Airports and stock exchange reopen; New Jersey devastated (+video)
Mel Evans, Associated Press
NEW YORK — Two major airports reopened and the New York Stock Exchange got back to business Wednesday, while across the river in New Jersey, National Guardsmen rushed to feed and rescue flood victims two days after Superstorm Sandy struck.
For the first time since the storm slammed the Northeast, killing at least 62 people and inflicting billions of dollars in damage, brilliant sunshine washed over the nation's largest city — a striking sight after days of gray skies, rain and wind.
At the stock exchange, running on generator power, Mayor Michael Bloomberg gave a thumbs-up and rang the opening bell to whoops from traders on the floor. Trading resumed after the first two-day weather shutdown since the Blizzard of 1888.

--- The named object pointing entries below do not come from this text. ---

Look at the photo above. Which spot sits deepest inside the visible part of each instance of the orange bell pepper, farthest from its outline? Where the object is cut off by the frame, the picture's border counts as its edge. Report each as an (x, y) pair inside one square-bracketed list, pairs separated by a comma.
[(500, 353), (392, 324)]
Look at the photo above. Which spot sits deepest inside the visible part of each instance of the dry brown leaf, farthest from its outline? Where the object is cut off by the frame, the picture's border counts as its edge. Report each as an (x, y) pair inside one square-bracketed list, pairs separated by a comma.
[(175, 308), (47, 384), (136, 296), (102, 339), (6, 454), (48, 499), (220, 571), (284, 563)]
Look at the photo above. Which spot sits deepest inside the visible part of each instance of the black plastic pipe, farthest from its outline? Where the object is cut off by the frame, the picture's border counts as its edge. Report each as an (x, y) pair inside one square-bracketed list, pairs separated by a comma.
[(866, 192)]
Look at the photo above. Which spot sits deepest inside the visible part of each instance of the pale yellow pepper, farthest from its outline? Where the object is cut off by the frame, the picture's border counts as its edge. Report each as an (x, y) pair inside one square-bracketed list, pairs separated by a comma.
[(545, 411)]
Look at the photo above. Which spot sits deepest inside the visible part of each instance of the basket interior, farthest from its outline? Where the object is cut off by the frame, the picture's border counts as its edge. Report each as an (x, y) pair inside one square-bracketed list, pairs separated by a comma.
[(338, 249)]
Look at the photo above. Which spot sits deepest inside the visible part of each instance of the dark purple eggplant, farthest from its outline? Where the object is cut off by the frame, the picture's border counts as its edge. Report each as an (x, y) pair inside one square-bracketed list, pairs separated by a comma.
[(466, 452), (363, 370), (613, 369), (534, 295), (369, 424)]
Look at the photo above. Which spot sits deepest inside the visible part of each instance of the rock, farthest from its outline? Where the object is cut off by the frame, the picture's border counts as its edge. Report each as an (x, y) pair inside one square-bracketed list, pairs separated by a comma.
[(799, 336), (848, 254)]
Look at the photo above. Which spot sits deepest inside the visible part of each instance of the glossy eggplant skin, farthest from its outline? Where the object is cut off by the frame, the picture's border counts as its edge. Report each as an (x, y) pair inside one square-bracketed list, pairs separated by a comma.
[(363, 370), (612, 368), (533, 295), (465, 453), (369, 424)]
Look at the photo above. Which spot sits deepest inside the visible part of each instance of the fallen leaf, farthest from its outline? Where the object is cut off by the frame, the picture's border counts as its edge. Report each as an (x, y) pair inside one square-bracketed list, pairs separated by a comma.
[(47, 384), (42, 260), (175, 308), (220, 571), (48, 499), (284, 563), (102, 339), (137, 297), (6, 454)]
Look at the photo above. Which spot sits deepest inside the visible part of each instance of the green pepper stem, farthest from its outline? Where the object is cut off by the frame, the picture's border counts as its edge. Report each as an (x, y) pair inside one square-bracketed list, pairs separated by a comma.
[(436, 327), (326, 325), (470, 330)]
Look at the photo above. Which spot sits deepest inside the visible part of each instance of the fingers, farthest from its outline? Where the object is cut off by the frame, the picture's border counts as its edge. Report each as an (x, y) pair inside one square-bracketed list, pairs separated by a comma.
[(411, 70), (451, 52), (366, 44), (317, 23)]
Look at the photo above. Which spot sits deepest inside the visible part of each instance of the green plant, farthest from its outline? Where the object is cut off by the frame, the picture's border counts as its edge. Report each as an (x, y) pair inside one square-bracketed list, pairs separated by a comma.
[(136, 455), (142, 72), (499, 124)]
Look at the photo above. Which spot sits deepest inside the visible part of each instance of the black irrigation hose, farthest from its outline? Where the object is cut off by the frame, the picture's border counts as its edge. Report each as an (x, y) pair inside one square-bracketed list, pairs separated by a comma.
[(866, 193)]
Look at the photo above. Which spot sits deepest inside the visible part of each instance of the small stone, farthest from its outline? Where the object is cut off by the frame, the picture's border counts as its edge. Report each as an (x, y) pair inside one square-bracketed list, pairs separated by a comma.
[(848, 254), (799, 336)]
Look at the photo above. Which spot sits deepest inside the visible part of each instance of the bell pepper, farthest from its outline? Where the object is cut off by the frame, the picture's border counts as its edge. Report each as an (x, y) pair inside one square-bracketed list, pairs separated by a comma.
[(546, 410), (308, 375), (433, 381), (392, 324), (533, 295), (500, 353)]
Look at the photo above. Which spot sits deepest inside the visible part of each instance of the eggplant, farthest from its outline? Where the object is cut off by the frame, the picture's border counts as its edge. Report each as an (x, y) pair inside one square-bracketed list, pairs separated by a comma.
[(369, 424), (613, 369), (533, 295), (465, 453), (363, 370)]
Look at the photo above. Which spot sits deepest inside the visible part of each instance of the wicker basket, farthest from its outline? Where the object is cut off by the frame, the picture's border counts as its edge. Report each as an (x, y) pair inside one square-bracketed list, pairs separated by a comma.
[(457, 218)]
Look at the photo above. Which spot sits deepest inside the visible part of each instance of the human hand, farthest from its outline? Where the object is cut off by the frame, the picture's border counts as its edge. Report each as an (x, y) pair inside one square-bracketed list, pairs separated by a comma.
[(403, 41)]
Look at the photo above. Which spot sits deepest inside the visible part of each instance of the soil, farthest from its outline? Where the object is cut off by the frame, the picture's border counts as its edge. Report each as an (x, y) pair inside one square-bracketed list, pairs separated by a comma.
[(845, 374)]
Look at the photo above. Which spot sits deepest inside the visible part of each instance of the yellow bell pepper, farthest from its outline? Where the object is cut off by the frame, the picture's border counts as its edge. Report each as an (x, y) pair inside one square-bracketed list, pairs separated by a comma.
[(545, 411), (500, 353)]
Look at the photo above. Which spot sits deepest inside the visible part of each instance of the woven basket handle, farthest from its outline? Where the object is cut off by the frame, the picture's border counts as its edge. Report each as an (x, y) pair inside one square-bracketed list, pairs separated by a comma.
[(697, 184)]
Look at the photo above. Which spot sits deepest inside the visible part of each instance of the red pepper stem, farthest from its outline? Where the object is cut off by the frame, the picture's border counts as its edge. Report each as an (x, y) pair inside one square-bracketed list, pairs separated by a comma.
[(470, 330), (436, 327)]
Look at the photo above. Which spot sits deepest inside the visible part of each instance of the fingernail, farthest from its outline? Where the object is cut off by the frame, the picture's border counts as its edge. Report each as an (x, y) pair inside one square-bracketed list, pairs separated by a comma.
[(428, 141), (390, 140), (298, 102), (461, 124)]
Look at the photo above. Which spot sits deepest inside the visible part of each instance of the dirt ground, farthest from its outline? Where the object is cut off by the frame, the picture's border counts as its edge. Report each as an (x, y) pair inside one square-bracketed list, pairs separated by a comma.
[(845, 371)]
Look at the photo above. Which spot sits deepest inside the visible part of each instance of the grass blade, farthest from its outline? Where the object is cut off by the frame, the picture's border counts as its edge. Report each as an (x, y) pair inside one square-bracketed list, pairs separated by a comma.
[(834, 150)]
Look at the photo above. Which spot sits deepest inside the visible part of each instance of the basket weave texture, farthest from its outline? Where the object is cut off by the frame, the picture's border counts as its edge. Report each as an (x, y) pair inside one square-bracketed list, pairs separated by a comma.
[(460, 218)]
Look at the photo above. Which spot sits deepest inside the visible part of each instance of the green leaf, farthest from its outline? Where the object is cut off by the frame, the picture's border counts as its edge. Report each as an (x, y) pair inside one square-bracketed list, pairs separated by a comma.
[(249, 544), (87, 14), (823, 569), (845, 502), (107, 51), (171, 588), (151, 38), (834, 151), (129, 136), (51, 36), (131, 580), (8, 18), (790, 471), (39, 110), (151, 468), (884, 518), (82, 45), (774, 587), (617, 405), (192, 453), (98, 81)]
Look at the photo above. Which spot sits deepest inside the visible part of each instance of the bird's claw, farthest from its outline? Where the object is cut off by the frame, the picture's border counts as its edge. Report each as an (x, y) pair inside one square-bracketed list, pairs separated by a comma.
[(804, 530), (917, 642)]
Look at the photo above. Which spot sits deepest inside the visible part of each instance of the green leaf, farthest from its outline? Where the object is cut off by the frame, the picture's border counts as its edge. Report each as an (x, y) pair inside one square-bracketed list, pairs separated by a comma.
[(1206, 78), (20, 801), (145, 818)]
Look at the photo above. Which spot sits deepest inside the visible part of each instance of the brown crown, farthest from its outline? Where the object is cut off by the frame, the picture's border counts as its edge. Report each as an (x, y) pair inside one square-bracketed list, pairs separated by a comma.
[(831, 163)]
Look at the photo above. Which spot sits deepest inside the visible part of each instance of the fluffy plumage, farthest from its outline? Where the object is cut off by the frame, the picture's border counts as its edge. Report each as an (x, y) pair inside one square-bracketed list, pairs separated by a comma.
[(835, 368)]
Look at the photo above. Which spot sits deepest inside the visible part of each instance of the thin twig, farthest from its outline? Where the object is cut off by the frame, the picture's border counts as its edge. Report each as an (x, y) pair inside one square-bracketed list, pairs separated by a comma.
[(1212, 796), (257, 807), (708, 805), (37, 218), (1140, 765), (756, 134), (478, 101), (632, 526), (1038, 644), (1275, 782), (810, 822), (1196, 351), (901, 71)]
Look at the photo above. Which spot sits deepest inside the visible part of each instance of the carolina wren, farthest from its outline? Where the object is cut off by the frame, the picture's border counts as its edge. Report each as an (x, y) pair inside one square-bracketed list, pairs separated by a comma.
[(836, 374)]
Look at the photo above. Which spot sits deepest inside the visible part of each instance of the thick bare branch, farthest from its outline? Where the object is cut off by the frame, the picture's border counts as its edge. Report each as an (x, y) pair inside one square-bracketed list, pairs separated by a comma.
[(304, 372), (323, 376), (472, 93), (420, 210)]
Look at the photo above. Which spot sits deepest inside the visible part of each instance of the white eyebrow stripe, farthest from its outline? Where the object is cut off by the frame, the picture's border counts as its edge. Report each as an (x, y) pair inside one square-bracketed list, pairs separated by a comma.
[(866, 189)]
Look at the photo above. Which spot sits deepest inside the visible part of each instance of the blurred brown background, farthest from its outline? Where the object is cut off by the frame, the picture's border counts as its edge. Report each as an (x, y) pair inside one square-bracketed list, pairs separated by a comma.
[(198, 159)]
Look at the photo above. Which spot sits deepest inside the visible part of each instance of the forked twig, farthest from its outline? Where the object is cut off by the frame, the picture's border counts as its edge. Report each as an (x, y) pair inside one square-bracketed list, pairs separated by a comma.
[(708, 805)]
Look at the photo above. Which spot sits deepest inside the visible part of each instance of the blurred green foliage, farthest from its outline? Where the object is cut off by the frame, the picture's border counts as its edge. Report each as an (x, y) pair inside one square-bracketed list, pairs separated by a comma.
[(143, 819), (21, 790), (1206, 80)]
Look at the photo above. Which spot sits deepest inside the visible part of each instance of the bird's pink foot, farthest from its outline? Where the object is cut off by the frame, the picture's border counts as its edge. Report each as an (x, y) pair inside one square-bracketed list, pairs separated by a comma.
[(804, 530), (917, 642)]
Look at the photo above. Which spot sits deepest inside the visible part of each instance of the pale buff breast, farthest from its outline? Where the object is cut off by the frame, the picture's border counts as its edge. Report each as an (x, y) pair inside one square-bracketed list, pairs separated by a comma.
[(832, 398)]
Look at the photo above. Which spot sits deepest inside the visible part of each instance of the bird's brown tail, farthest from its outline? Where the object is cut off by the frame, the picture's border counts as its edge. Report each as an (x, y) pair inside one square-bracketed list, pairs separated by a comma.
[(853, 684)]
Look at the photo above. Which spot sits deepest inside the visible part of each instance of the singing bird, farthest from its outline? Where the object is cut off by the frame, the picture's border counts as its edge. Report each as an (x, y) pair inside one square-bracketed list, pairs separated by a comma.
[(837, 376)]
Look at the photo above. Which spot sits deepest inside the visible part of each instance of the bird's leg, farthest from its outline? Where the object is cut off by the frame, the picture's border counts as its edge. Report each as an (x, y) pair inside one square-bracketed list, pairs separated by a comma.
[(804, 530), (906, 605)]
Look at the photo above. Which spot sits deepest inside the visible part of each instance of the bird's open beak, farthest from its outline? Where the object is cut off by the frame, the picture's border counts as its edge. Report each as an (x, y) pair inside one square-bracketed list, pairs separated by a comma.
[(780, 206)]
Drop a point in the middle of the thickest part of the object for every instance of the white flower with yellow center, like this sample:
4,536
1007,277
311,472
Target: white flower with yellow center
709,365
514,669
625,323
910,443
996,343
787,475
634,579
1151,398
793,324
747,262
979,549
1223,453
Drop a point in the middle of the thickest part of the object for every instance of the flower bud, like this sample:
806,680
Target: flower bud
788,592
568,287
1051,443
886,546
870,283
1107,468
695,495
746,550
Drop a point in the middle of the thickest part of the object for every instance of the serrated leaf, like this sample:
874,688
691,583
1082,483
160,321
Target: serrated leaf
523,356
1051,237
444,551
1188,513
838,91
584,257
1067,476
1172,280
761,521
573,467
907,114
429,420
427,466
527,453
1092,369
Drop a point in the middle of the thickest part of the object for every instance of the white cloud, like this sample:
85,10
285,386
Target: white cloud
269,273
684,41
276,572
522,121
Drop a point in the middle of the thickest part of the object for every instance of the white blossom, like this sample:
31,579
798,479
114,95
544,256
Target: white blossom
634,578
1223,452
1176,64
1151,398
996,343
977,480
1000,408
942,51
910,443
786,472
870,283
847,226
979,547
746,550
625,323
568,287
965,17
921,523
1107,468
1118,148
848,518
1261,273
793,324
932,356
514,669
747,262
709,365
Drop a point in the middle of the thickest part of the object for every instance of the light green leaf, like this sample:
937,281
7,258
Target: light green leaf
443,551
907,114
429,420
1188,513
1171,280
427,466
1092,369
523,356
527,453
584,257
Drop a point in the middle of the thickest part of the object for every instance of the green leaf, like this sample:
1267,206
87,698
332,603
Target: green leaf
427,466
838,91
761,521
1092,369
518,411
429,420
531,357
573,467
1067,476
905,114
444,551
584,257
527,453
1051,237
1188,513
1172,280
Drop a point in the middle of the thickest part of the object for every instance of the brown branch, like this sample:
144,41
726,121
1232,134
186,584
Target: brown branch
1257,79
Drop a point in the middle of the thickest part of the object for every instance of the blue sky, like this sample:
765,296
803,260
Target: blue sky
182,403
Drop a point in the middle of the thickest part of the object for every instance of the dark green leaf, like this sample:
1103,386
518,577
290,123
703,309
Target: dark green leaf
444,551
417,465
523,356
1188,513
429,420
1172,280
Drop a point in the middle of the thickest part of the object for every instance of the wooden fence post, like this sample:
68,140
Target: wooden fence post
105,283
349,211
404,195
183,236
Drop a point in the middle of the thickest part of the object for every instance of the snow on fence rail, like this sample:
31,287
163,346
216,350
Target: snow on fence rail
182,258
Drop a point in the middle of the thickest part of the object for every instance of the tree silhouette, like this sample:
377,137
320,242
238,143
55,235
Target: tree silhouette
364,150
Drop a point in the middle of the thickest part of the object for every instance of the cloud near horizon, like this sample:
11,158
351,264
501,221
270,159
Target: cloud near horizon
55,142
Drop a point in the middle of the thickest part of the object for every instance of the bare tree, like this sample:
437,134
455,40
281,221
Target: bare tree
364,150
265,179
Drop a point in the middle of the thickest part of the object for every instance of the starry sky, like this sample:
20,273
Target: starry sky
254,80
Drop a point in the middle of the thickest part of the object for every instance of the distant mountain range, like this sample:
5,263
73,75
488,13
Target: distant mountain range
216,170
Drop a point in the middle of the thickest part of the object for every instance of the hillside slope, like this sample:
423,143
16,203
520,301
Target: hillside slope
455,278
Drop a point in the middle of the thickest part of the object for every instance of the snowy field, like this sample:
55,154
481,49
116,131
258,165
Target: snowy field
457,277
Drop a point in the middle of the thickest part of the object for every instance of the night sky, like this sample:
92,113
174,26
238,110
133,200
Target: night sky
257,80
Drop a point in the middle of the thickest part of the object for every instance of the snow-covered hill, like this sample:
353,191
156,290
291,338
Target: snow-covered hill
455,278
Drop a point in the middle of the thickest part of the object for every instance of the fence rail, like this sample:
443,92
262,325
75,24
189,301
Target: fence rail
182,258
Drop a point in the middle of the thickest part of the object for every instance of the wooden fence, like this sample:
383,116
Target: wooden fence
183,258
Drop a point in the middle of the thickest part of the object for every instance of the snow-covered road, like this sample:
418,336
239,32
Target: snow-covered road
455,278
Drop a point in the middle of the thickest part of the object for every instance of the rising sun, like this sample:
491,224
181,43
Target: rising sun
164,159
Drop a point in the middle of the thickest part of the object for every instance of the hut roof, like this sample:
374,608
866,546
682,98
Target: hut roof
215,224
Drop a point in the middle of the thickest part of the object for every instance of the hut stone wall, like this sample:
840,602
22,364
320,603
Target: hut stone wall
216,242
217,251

New York's subway system was still down, but Gov. Andrew Cuomo said parts of it will begin running again on Thursday. And he said some commuter rail service between the city and its suburbs would resume on Wednesday afternoon.
Kennedy and Newark Liberty airports began handling flights again just after 7 a.m. New York's LaGuardia Airport, which suffered far worse damage and still had water on its runways, remained closed.
It was clear that restoring the region to its ordinarily frenetic pace could take days — and that rebuilding the hardest-hit communities and the transportation networks that link them could take considerably longer.
About 6 million homes and businesses were still without power, mostly in New York and New Jersey. Electricity was out as far west as Wisconsin and as far south as the Carolinas.
The scale of the challenge could be seen across the Hudson River in New Jersey, where National Guard trucks rolled into heavily flooded Hoboken to deliver ready-to-eat meals and other supplies and to evacuate people from their condo high-rises, brownstones and other homes.
The mayor of the city of 50,000 issued an appeal for people to bring boats to City Hall to help with the evacuation.
Natural gas fires raged Wednesday in a section of Brick Township, N.J., where dozens of houses were devastated by the storm's surge. No injuries were reported.
New Jersey Gov. Chris Christie issued an order postponing Halloween trick-or-treating until Monday, saying floodwaters, downed electrical wires, power outages and fallen trees made it too dangerous for children to go out.
President Barack Obama planned to visit Atlantic City, N.J., which was directly in the storm's path Monday night and saw part of its historic boardwalk washed away.
Outages in the state's two largest cities, Newark and Jersey City, left traffic signals dark, resulting in fender-benders at intersections where police were not directing traffic. At one Jersey City supermarket, there were long lines to get bread and use an electrical outlet to charge cellphones.
Amid the despair, talk of recovery was already beginning.
"It's heartbreaking after being here 37 years," Barry Prezioso of Point Pleasant, N.J., said as he returned to his house in the beachfront community. "You see your home demolished like this, it's tough. But nobody got hurt and the upstairs is still livable, so we can still live upstairs and clean this out. I'm sure there's people that had worse. I feel kind of lucky."
As New York began its second day after the megastorm, morning rush-hour traffic was heavy as people started returning to work. There was even a sign of normalcy: commuters waiting at bus stops. School was out for a third day.
The Brooklyn-Battery Tunnel, connecting Brooklyn to Manhattan, and the Holland Tunnel, between New York and New Jersey, remained closed. But bridges into the city were open, and city buses were running, free of charge.